Dell, $5.99, ISBN 0-440-22493-4
Historical Romance, 2000
As the conclusion to the Wager trilogy, Devil’s Wager is the story of the gambler-charmer Proof Lad Walker, but it is revealed here that the smooth-talker cardsharp is actually a decent man in disguise. Only that the twisted romance reader than I am, while I do root for Lad and Diana, I’m more intrigued with the villain Eoghan Patterson, the Lord Carden. Now that’s one dangerous and obsessed sociopath whose darkness, hidden under a nice, rakish smile, oozes more sexual allure and thrill than the goodie-woodie Lad.
The story… hmm, how shall I give it without telling the whole story away? It all started when the Earl of Kerlain kicked the bucket and left the Kerlain holdings to estranged grandson Proof Lad Walker. Lad (you don’t want a hero called Proof, trust me – “Oh Proof you’re so manly” doesn’t have the right ring to it) isn’t too happy, especially when he may have to marry Diana Whitleby, the dead earl’s goddaughter, to get his hands on an estate he never wanted in the first place. Curiosity and misplaced family sentiments drive him over from America to London, however. And despite his reluctance, he marries Diana and set about repairing Kerlain.
Now, Diana has another suitor, mad, bad, psychotic Eoghan who is determined to have Diana no matter what. Diana knows Eoghan is no good, but she, the demure polite woman she is, can’t tell hubby just how bad Eoghan can be. And Lad, in his best Dah-ling, hubby knows best imitation, believes Eoghan to be his best buddy. When Lad mourns and gets drunk over the death of his beloved Uncle Hadley, Eoghan pours the liquor and when morning comes, hello! Guess who played games of cards last night and handed over Kerlain to Eoghan?
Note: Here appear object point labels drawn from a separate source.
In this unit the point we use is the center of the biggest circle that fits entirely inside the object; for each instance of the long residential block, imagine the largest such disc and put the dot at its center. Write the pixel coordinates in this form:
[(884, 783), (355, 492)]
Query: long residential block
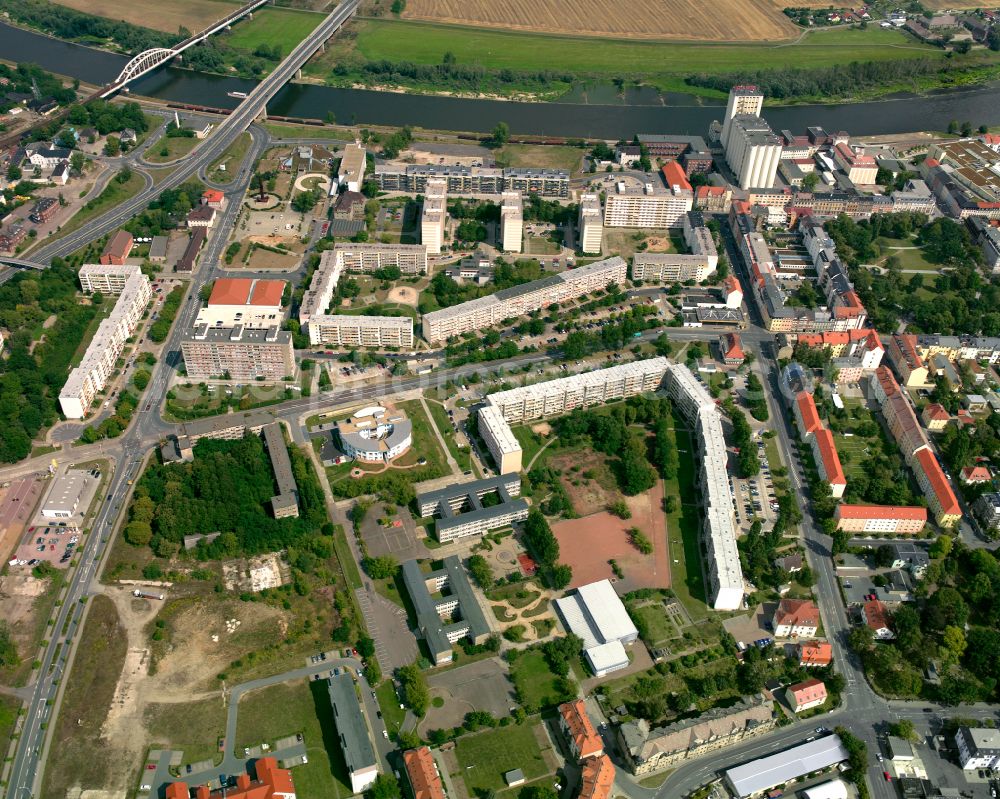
[(241, 353), (725, 575), (102, 355), (491, 310), (361, 331)]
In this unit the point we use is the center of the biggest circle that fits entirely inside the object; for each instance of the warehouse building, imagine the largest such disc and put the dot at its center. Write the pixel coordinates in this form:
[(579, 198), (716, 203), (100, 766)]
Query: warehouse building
[(446, 607), (596, 614), (241, 353), (461, 510), (757, 776), (352, 732), (483, 312)]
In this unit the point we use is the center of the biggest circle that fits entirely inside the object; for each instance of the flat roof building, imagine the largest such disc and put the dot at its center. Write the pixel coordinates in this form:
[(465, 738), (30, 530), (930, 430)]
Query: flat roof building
[(596, 614), (443, 620), (490, 310), (100, 359), (241, 353), (352, 732), (461, 512), (757, 776)]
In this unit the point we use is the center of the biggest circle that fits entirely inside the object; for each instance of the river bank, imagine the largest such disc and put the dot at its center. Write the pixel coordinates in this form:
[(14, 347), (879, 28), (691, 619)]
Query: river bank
[(638, 110)]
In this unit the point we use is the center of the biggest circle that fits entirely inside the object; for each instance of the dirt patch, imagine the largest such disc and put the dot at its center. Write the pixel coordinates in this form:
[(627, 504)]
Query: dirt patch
[(407, 295), (256, 574), (587, 544)]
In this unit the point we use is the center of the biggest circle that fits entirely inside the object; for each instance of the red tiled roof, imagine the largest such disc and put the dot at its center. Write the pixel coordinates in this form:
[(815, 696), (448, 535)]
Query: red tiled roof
[(231, 291), (674, 175), (424, 777), (267, 292), (876, 615), (831, 460), (882, 512), (808, 412), (938, 482), (819, 653), (585, 737), (597, 778), (797, 613)]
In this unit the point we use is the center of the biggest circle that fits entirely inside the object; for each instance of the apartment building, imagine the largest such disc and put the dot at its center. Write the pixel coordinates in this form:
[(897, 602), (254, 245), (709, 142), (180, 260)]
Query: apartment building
[(698, 265), (647, 749), (243, 302), (753, 151), (98, 363), (342, 330), (410, 259), (108, 279), (648, 207), (351, 172), (460, 510), (556, 397), (484, 312), (511, 221), (434, 215), (241, 353), (472, 181), (590, 224), (743, 101), (725, 575), (878, 519)]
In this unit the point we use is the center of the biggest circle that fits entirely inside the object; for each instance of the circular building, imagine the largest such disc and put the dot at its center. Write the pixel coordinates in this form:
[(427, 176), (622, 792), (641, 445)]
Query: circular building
[(375, 434)]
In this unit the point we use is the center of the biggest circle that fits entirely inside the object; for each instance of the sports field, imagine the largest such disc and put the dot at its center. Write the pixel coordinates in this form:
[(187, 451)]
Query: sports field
[(284, 27), (161, 15), (424, 43), (729, 20)]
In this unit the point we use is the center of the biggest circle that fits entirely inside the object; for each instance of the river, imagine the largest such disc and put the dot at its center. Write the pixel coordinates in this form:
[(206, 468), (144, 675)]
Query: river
[(597, 112)]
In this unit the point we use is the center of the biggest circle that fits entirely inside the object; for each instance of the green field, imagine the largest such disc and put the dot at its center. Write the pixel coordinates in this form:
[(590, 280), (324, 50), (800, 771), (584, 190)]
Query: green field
[(290, 708), (284, 27), (663, 63), (486, 756)]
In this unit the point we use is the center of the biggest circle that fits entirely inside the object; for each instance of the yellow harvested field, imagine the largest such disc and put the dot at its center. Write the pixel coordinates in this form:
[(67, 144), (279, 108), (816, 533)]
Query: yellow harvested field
[(691, 20), (161, 15)]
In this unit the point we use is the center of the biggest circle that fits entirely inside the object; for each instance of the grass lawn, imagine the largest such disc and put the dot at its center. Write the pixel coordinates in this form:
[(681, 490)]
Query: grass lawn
[(231, 158), (486, 756), (114, 194), (462, 455), (286, 709), (175, 148), (193, 727), (388, 703), (284, 27), (665, 63), (538, 155), (686, 579), (78, 756), (534, 681), (660, 630)]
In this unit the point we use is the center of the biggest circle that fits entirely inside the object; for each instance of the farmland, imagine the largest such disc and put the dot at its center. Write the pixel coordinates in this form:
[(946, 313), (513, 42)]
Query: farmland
[(730, 20), (163, 15), (661, 64)]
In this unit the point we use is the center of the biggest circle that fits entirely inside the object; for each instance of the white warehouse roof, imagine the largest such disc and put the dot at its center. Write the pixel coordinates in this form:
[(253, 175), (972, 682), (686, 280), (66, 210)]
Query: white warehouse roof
[(766, 772)]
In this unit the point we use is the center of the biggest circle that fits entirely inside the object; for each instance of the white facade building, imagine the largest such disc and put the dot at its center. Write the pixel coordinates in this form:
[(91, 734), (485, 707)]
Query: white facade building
[(101, 357), (434, 215), (511, 221), (590, 224)]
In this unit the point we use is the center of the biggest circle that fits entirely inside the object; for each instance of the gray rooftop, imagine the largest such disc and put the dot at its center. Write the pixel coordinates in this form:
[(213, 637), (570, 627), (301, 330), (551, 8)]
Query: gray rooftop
[(351, 727)]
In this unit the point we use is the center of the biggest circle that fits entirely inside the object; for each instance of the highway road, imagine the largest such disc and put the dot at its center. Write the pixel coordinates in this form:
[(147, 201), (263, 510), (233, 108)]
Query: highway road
[(213, 146)]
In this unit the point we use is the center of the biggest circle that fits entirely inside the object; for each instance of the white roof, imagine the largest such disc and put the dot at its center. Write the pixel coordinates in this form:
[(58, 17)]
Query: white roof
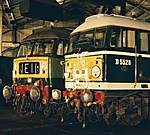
[(102, 20)]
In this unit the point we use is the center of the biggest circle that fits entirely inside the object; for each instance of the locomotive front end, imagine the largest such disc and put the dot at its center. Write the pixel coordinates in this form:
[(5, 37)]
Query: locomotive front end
[(30, 75)]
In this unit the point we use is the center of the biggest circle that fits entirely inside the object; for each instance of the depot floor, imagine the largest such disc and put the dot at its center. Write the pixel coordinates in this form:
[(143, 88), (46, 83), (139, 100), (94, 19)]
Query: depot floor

There you have it – two slightly befuddled main characters being bamboozled out of their very shirt on their backs by our wonderfully brainy and evil Eoghan. Heh heh.
Diana declares that she won’t be wife to Lad until he regains the money to rebuy the land. So off Lad goes to London and he soon learns the art of Captain Sharp.
This is basically the whole story, really, not that the reader wouldn’t know from the back cover. And while it is a wonderfully told and developed story with noble lead characters, it is also.. well, pretty unexciting.
Lad is decent, noble, and somewhat bland. Diana is a woman who seems to love the lands more than herself or her hubby – she is willing to give herself to Eoghan for the sake of the lands. The author doesn’t actually succeed in explaining the root of Diana’s obssession with Kerlain, hence Diana comes off as a cold and somewhat dull woman. Yet somehow Lad and Diana are right together. They click. And while they do exchange love words too easily – it’s love at first wedding-night wookies – the subsequent developments in their relationship provide some compelling reading. Things get even more interesting when Lad succeeds in getting back the lands – Eoghan wouldn’t give up, and Lad has to woo back his wife.
Dark Wager isn’t also very engaging. I mean, my attention is engaged, yes, but I don’t actually feel the grand chemistry or explosive passion between Lad and Diana. Both are proper, decent, can’t communicate that well but still well enough… and boring.
How can Lad not be boring when we have this obsessed nutcase who schemes and plots and does everything to have Diana? No other woman would do – it’s Diana he wanted since childhood, and Diana he would have. That’s rather… touching, don’t you think? Eoghan’s a bad boy, a nasty one with a sexy, harmless façade – the type of guys that haunt a woman’s illicit fantasies. Put him beside Lad and poor Lad can’t measure up close.